Wednesday, July 3, 2013

The church's response to homosexuality (Part 5)

If the church's challenge regarding homosexuality is increasingly to speak the truth courageously, its companion challenge for a long time has been to speak and relate lovingly.

Albert Mohler, president of Southern Baptist Theological Seminary in Louisville, Ky., addressed this two-fold challenge in a May 30 blog post. In part, he wrote:
True compassion demands speaking the truth in love – and there is the problem. Far too often, our courage is more evident than our compassion. In far too many cases, the options seem reduced to these – liberal churches preaching love without truth, and conservative churches preaching truth without love.

Evangelical Christians must ask ourselves some very hard questions, but the hardest may be this: Why is it that we have been so ineffective in reaching persons trapped in this particular pattern of sin? . . .
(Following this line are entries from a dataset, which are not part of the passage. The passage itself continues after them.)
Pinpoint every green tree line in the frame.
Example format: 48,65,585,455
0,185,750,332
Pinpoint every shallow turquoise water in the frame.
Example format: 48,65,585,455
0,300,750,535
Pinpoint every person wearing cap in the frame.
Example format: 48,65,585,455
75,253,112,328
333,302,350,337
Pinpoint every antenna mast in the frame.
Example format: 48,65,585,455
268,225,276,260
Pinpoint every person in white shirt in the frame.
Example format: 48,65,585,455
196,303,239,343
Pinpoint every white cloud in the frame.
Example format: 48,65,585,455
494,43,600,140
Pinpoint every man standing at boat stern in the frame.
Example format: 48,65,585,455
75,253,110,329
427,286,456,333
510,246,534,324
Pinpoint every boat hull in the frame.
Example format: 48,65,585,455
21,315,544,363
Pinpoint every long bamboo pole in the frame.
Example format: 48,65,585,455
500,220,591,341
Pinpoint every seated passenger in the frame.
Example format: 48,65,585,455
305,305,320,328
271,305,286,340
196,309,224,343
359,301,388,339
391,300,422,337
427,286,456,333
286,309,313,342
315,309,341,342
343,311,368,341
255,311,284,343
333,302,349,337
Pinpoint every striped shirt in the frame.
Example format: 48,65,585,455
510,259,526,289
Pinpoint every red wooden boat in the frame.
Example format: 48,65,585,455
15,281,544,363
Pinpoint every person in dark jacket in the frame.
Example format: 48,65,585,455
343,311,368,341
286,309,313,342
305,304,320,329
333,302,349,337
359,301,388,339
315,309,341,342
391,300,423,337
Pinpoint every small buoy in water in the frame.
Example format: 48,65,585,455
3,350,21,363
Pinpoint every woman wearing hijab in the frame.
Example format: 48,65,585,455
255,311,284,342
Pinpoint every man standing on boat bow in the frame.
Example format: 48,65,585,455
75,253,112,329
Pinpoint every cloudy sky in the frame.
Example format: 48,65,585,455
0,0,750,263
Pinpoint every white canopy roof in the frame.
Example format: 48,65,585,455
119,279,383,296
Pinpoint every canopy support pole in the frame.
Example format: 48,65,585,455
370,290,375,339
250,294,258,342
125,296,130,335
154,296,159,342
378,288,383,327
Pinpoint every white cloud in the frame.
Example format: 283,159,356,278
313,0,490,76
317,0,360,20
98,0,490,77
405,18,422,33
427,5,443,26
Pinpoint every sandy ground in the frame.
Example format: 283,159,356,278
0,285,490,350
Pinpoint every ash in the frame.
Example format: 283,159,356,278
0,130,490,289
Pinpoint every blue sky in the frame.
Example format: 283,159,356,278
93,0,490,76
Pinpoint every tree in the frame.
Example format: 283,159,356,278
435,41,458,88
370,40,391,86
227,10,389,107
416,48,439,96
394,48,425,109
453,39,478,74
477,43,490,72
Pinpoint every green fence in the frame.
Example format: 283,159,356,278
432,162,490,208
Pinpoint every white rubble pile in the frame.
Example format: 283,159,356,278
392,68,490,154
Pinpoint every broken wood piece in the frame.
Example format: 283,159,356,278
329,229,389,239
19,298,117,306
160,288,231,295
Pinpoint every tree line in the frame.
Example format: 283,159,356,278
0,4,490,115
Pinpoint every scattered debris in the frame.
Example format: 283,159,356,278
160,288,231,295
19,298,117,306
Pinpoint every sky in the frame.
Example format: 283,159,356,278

I believe that we are failing the test of compassion. If the first requirement of compassion is that we tell the truth, the second requirement must surely be that we reach out to homosexuals with the Gospel. This means that we must develop caring ministries to make that concern concrete, and learn how to help homosexuals escape the powerful bonds of that sin – even as we help others to escape their own bonds by grace.

If we are really a Gospel people; if we really love homosexuals as other sinners; then we must reach out to them with a sincerity that makes that love tangible. We have not even approached that requirement until we are ready to say to homosexuals, “We want you to know the fullness of God’s plan for you, to know the forgiveness of sins and the mercy of God, to receive the salvation that comes by faith in the Lord Jesus Christ, to know the healing God works in sinners saved by grace, and to join us as fellow disciples of Jesus Christ, living out our obedience and growing in grace together.”
It seems to me this kind of merciful, compassionate love toward practicing homosexuals and those struggling with same-sex attraction includes:

-- Lovingly seeing them as fellow image bearers of God.

-- Lovingly recognizing them as fellow sinners against God.

-- Lovingly realizing they, like us, need the gospel of God.

-- Lovingly befriending them and welcoming them into our lives.

-- Lovingly caring for and serving them.

-- Lovingly sharing the good news of Christ's redeeming work with them over the long haul.

-- Lovingly walking with them through the struggles of following Christ after their conversion.

We can do this because of the power of the gospel in our own lives to make us new creatures who exist to glorify God as we are used by Him in a "ministry of reconciliation" to beg others to "be reconciled to God" through Jesus (II Cor. 5:17-20).